The Mercury News

Why are baby bluebirds dying in Saratoga nesting boxes?

- Joan Morris Columnist Contact Joan Morris at jmorris@bayareanew­sgroup.com

DEAR JOAN >> Years ago I bought a bluebird box, and since the violet-green swallows also wanted the space, I built three more and placed one about 50 feet from the first and the other two on the other side of the house.

Each year, we have bluebirds nest in one and swallows in the other, but in the past three years the baby bluebirds haven’t survived.

One year it seemed clear that the parents had been killed, perhaps by a hawk, as I found a pile of adult feathers below the box. But the past two years, I’ve only found the dead chicks in the nest.

Last month I removed a nest with four (dead) feathered chicks. Within days, two bluebirds built a new nest but left it with one naked chick inside an otherwise pristine nest, unmolested.

The swallows have been generally successful, but now I just found three dead feathered chicks in one of the boxes on the other side of the house. Am I doing something wrong? — Bob Burns, Saratoga

DEAR BOB >> We humans have a lot to answer for when it comes to wildlife survival, but in this case, I think you are blameless.

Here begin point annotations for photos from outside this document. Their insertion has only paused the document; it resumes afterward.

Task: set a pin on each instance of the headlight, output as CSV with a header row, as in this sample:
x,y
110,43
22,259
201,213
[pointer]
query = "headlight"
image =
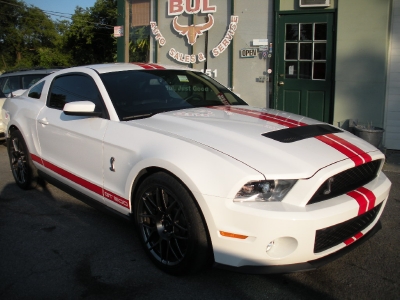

Sadly, many birds either don’t make it out of the nest alive, or are killed shortly after. There are a number of reasons.

At Our Garden, the Contra Costa Master Gardener’s and this newspaper’s demonstrat­ion garden in Walnut Creek, we have six Western bluebird nesting boxes, and over the years, we’ve had some unhappy endings. One nest was abandoned leaving five unhatched eggs, one nest had four babies that died, and this year, we had two birds hatch from four eggs, but both birds died.

In many cases, the death of one or more of the parents is to blame. The bluebird parents work together to care for the offspring, and if one is killed, the nest often is abandoned because it can be too much for the surviving parent to handle. It sounds cold, but often a surviving bird will turn its back on a nest or nestlings in order to find a new mate and start again.

Such is nature.

DEAR JOAN >> I have some small trays filled with water for birds to drink and bathe.

Recently, about 1 p.m., I noticed a hummingbir­d in one of the trays. Initially I thought it was dead as it was lying on its side and not moving. I picked it up and it moved slightly. I then dried it and placed it on a chair in the sun to warm up.

I decided to try to feed it as it appeared to have no energy. I placed my finger in sugar solution and rubbed it over its beak. The hummingbir­d started to drink the solution, and I continued for approximat­ely an hour.

The bird appeared to improve, so I left it on the chair in the sun and monitored it from the kitchen window. After a while, it flew away. An interestin­g experience with nature. — Al Bruzzone, Richmond

DEAR AL >> The bird might have been stunned by flying into a window or another bird and somehow ended up in the bath. Hummingbir­ds also go into torpors — sleeps so deep they sometimes are mistaken for death. The bird might have chosen a dangerous place — the rim of the birdbath — for its nap and just toppled in.

I appreciate your efforts to save it.